Gastgeber der diesjährigen Erntepressekonferenz in Thüringen war die Roland Mills Mühle in Bad Langensalza, die gut 355.000 t Getreide im Jahr vermahlt, davon 250.000 t Weizen, 85.000 t Durum und 20.000 t Roggen. Wie zuvor schon Wagner, stellte Geschäftsführer Stephan Kill die Partnerschaft mit den Landwirten in Mittelthüringen heraus. Für Weizen sei es eine der besten Anbauregionen innerhalb Europas. Mehle aus Bad Langensalza gehen etwa an alle namhaften Lebensmittelhersteller in Thüringen, wozu unter anderem die Teigwaren Erfurt, Griessonde Beukelaer in Kahla oder Brandt Zwieback in Ohrdruf sowie handwerkliche Bäckereien zählen. 80 % der Mehle würden in einem Umkreis von 100 km abgesetzt.

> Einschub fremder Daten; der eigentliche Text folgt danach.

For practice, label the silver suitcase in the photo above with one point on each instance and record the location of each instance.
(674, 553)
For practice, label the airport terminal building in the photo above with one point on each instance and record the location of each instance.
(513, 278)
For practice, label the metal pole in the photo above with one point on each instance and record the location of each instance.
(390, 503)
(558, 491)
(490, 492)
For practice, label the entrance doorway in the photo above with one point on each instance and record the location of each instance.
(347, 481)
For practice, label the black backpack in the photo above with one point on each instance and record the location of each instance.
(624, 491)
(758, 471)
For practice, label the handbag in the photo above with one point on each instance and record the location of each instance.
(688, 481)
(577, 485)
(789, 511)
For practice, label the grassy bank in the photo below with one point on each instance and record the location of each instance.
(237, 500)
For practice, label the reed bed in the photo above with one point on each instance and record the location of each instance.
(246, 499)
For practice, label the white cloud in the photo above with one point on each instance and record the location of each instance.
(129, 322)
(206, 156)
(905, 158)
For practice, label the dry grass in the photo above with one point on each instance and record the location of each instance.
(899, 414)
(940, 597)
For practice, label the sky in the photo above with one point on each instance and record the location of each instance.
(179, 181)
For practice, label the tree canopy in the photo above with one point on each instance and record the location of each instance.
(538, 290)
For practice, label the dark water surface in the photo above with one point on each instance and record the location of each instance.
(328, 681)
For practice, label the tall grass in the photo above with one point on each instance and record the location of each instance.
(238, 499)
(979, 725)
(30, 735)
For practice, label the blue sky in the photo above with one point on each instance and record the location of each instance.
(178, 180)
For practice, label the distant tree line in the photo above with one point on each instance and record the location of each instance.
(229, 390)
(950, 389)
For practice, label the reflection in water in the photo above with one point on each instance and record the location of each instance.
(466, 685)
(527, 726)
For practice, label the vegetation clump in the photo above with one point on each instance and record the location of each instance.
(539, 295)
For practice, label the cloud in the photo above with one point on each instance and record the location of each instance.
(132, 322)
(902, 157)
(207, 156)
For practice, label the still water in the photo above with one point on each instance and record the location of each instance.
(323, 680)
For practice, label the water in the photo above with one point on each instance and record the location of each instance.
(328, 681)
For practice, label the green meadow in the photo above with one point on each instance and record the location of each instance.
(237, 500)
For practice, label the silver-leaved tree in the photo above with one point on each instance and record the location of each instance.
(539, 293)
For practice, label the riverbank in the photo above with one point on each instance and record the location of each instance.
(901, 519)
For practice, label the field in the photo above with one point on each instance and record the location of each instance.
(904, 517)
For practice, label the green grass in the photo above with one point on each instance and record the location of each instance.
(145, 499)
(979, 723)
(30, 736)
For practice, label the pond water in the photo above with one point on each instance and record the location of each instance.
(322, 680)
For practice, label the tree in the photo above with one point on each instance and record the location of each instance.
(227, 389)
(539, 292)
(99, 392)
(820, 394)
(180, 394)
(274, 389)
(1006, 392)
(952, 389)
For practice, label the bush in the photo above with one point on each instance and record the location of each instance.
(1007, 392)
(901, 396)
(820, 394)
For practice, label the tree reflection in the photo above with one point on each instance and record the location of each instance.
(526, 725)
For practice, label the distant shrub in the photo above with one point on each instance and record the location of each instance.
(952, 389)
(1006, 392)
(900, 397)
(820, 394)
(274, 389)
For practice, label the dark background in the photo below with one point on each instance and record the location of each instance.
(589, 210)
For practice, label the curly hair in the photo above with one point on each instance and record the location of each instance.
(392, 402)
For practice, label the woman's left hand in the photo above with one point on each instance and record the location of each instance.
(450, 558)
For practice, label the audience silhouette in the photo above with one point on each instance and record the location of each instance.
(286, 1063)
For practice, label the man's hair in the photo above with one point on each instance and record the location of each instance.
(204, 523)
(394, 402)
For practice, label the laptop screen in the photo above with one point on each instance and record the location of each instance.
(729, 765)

An die Politik gerichtet, warnte Kill bei der Erntepressekonferenz in Thüringen vor immer neuen „irrationalen Grenzwerten“. Dies gefährde nicht nur die Müller, die ein Naturprodukt verarbeiteten.

Informelle Ökoerträge

Im siebten Jahr in Folge ermittelte der TBV Ökogetreideerträge mittels einer Umfrage. 30 Betriebe mit knapp 7.800 ha Ackerfläche beteiligten sich:


  • Winterweizen: 41,1 dt/ha (Spanne: 15,4 dt/ha bis 72 dt/ha)
  • Dinkel: 38,4 dt/ha (14,8 dt/ha bis 71 dt/ha)
  • Winterroggen: 29,2 dt/ha (14,2 dt/ha bis 45,1 dt/ha)
  • Wintertriticale: 31,5 dt/ha (20 dt/ha bis 55,7 dt/ha)
  • Wintergerste: 37,5 dt/ha (15 dt/ha bis 47 dt/ha)
  • Hafer: 30,5 dt/ha (0 bis 56 dt/ha)
  • Sommergerste: 17,4 dt/ha (11,7 dt/ha bis 64,9 dt/ha)

Die Qualitätsparameter wurden nicht erfasst. Mit Ausnahme von Dinkel und Roggen bewegten sich die Öko-Ertragswerte unter den Durchschnittswerten der Jahre 2016–2021.